Le 17 Avril 1758 à Pondichéry (Inde Française) Jean-Pierre VERLEE, veuf, se remaria avec Laurence ALLEIGNE, née en 1744 et décédée le II Brumaire An XI (2 Nov. 1803) à Paris. Laurence ALLEIGNE était fille de Jean Baptiste ALLEIGNE, dit SAINT-JACQUES, Maître Armurier de l’Armée Française dans le DECCAN (qui lui-même était né à Saint Philibert et veuf en premières noces de Marie ERMONEAU qui décédera sans lui laisser d’enfants), et de Jacquette BANET.

Jacquette BANET, née vers 1728 à Brest et + 3.12.1757, à Pondichéry, était elle même fille de Jean Baptiste BANET, Maître d’Artillerie, et de Laurence GOUESSE.
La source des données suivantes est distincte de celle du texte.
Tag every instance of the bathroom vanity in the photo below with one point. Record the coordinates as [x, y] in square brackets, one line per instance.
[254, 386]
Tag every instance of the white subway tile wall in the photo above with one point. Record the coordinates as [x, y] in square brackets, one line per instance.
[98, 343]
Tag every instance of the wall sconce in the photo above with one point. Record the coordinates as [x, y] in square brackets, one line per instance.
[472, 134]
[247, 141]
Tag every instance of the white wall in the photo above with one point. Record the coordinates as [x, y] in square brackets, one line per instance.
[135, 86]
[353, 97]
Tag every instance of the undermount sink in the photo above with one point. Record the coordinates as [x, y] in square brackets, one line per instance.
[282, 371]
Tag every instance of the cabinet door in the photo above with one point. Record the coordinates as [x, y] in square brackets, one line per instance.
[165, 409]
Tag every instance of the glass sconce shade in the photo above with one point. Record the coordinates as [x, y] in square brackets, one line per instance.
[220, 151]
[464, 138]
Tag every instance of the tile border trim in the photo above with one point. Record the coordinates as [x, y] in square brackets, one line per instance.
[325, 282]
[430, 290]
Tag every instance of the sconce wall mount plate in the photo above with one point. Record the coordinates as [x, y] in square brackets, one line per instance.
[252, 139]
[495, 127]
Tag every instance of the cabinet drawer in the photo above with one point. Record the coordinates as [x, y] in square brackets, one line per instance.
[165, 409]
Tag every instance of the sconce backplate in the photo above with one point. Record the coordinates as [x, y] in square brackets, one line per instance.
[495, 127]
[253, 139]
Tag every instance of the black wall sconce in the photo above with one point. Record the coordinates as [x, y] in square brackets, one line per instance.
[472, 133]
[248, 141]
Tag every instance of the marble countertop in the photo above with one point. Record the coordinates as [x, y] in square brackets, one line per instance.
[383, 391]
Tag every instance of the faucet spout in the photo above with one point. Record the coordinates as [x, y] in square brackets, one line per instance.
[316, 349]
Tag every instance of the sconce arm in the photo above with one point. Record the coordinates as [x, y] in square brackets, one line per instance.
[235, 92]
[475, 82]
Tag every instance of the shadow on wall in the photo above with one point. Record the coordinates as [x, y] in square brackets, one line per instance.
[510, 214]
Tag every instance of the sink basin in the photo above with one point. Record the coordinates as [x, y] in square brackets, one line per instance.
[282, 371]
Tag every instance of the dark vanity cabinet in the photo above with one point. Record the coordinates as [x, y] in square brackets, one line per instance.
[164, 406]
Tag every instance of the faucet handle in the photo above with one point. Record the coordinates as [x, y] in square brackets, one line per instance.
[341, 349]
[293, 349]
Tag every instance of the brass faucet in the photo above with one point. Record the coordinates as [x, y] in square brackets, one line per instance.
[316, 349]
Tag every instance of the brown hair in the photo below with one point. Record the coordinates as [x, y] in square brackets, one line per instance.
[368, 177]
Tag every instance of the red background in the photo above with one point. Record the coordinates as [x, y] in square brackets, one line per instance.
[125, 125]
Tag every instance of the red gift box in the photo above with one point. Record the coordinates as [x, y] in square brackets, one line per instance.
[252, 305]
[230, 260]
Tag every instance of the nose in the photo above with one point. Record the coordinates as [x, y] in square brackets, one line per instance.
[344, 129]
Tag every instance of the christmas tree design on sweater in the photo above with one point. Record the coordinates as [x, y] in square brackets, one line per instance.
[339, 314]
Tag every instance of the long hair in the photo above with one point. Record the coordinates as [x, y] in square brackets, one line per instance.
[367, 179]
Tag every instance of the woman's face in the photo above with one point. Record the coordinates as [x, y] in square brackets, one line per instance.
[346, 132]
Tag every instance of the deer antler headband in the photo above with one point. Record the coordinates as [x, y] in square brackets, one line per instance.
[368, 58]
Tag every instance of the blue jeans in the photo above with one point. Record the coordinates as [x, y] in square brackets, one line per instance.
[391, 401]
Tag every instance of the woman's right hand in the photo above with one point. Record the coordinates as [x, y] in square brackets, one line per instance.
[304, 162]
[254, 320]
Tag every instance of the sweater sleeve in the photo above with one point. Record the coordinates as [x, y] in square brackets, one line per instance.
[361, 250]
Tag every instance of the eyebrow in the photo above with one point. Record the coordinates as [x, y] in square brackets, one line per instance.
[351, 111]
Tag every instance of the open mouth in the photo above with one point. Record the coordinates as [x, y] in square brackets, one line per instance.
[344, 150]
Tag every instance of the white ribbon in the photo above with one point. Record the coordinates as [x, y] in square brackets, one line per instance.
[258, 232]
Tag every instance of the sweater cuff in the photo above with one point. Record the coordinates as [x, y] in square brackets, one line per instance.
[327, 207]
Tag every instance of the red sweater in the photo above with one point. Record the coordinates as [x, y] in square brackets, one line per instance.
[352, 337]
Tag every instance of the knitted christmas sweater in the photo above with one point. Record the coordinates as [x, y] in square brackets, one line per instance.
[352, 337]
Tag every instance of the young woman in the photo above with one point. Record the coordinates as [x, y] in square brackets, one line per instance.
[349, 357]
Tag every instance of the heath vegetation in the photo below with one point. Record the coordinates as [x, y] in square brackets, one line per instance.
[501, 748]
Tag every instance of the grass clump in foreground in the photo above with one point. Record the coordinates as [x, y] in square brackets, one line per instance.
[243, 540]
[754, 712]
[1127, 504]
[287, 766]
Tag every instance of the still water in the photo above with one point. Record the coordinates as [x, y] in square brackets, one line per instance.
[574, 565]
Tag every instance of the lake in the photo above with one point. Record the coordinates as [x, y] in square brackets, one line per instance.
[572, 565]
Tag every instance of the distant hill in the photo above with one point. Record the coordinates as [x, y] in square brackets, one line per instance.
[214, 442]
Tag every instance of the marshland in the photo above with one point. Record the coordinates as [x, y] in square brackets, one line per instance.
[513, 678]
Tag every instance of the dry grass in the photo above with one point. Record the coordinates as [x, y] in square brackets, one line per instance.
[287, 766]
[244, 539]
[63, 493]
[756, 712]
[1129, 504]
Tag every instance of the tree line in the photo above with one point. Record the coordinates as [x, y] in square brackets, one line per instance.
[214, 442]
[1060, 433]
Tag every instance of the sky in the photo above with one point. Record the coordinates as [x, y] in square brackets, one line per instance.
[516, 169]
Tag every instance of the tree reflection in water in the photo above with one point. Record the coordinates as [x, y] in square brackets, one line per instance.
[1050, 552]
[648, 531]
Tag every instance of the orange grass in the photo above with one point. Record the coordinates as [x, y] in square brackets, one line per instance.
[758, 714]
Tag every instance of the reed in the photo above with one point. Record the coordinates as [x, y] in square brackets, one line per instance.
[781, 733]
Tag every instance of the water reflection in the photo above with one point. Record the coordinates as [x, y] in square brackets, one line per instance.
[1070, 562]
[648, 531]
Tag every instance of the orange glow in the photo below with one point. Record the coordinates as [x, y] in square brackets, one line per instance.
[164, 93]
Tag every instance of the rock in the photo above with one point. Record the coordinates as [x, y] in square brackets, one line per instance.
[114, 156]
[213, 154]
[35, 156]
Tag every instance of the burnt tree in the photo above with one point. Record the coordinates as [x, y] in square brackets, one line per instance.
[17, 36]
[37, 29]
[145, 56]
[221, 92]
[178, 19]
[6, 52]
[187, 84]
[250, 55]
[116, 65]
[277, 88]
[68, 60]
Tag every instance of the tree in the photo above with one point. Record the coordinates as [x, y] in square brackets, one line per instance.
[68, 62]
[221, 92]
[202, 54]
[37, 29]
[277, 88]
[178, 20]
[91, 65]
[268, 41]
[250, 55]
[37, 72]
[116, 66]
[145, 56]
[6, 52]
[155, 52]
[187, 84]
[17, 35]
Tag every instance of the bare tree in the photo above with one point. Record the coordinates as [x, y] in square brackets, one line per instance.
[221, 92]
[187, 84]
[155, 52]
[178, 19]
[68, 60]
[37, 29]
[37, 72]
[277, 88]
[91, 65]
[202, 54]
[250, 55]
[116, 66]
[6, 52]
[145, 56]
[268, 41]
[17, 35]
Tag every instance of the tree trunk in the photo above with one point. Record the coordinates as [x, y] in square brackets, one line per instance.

Ainsi donc, Noëlle Catherine VERLEE, Créole des Indes, par son ascendance est une pure Bretonne !

Du deuxième mariage de son père, une sœur l’avait précédée : Françoise VERLEE, (°10.11.1760 à Pondichéry). Au moins un frère suivra : Jean François Xavier VERLEE, né vers 1764 à Chandernagor, qui deviendra chef du comptoir de Mahé.

Noël Catherine VERLEE naquit le 21 Nov. 1762 à Tranquebar (Inde Danoise)(4) et se maria le 10.7.1777 à Chandernagor avec Georges François GRAND, Ecrivain de l’Honorable Compagnie des Indes Anglaises, d’origine Française et naturalisé Anglais, fils d’un Genevois et d’une CLERCS de VIRLY(5). Elle divorce le 7 Avril 1798 à Paris, (IIe) pour épouser le 23 Fructidor 1802 à Paris, (Xe) Charles Maurice de TALLEYRAND. La princesse de BENEVENT devait s’éteindre le 10 Décembre 1835 à Paris, au N° 87 de la Rue de Lille, et sera inhumée le lendemain au cimetière Montparnasse, 2e division, Iere section, N° 734.

On a beaucoup parlé des amants de la belle créole : citons, parmi ceux ci, mais nous n’en prenons point la responsabilité : Sir Philipp FRANCIS, esquire, Thomas LEWIN, esquire, VALDEC de LESSART, RILLET-PLANTAMON, Louis de MONNERON, FREUILLY, DILLON, Don Joseph Michel de CARVAJAL, duc de SAN-CARLOS.

Comment, après tous ces noms, dont le plus beau fleuron est celui de TALLEYRAND, amant avant d’être mari, ne peut on imaginer la sourde jalousie de toutes les aristocrates évincées au profit de cette belle roturière !

 

 

 

NOTES 

 

(1) Fin XVIIIe siècle et début XIXe siècle, on ne disait pas “l’Inde”, mais “les Indes”.

(2) Créole. Personne de race blanche, née dans les plus anciens territoires français d’outre mer. En aucun cas, créole ne veut dire métis. Aux Indes, un métis est appelé un “topa”, du tamoul “topi” qui signifie chapeau, car au xviie siècle, comme au xviiie siècle, seuls les topas, les créoles et les européens (c’est à dire ceux nés en Europe) avaient droit au port du chapeau.

(3) Jean Adam VERLEE se remaria avec Catherine GUIGNE, qui lui donna au moins une fille : Marie Catherine VERLEE, née à Lorient (paroisse St Louis) et qui décéda le 18.7.1788 à Chandernagor. Par contrat du 17.6.1778 à Chandernagor, elle épousa Pierre Nicolas de la COUR, natif de La Rochelle (paroisse St Jean) qui devait décéder le 27.7.1804 à Chandernagor, sans enfant.

(4) Le 16.1.1761 après une résistance acharnée de la part de Thomas Arthur, comte de LALLY, baron de TOLLENDAL, Pondichéry tombe aux mains des Anglais qui font sauter la ville à la poudre. La plupart des habitants de Pondichéry se réfugient alors à Tranquebar sur la côte de Coromandel commandé par un gouverneur Danois.

(5) les CLERCS de VIRLY, de noblesse Normande, émigrèrent à la révocation de l’édit de Nantes en Suisse.